Ian Richard Smith is an Australian political lobbyist. He is a founder of the firm Bespoke Approach, and is considered by The Power Index to be one of Australia's most influential political lobbyists.

== Career ==
Smith's first job in Australia was as a reporter for the Daily Advertiser in Wagga Wagga. He later transferred to The Advertiser in Adelaide, for which as of 2014 he continued to write occasional opinion editorial pieces and provided political commentary.

He founded the firm Bespoke Approach in 2008, and solicited former federal politicians Alexander Downer and Nick Bolkus to become partners. The firm's fourth partner is Andrew Butcher, a former spokesperson for Rupert Murdoch. Smith modelled the business on the way that the Kissingers, Albrights and Scowcrofts lobbied in the US.

Smith has worked as a media adviser for the Liberal Party of South Australia and to former Victorian premier Jeff Kennett. He is a former CEO of public relations firm Gavin Anderson & Co, one of the largest in Australia. They have two children.

In 2011 Smith was listed on Crikey's The Power Index as one of Australia's ten most influential political lobbyists.

Smith is a former member of the Committee for Melbourne and advocated for the establishment of the Committee for Adelaide in South Australia, of which he was a member in 2015. Smith's other advisory group and board memberships include The Big Issue, the Association of Australian Medical Research Institutes, the Northern Territory Government's Economic Development Panel, and Developing East Arnhem Land Ltd. The latter company was established by the Northern Territory Government, the Commonwealth government and mining company Rio Tinto to drive economic development in East Arnhem Land.

As of 2015, Smith was on the United Kingdom's Honorary Consul in South Australia.

In November 2015, Smith was scheduled to appear on the ABC TV talk show, Q&A.

== Not-for-profit sector ==
In mid-2015 Smith co-founded Barefoot to Boots with Awer G. Bul (brother of football player Awer Mabil), an organisation which helps refugees by "providing them with simple things that are otherwise inaccessible" to boost their resilience and help them to develop new skills.

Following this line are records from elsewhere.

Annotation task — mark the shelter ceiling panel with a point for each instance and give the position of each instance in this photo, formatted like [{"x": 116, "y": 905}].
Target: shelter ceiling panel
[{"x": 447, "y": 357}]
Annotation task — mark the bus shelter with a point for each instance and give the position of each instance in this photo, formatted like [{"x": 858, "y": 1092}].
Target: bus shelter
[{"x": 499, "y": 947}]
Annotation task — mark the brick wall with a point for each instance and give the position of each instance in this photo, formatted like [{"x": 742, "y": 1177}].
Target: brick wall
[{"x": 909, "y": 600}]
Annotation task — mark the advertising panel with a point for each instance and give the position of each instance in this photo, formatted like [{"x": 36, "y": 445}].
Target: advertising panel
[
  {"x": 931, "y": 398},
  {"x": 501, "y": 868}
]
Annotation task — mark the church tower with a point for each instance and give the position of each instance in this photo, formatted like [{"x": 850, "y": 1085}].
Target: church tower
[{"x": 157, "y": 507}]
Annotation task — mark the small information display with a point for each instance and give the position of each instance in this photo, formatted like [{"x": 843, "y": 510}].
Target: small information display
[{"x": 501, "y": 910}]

He has been an ambassador for LivingPositive, an organisation which aims to remove the stigma surrounding people living with HIV/AIDS, and for the Orangutan Project, which works on the protection of orangutans in Indonesia. As of 2015 Smith was chair of Jirrawun Arts, an Indigenous arts organisation in the East Kimberley.

== Personal life ==
Smith married former leader of the Australian Democrats, Natasha Stott Despoja, in a beachside ceremony in Byron Bay in 2003. They divorced in 2025. They have two children.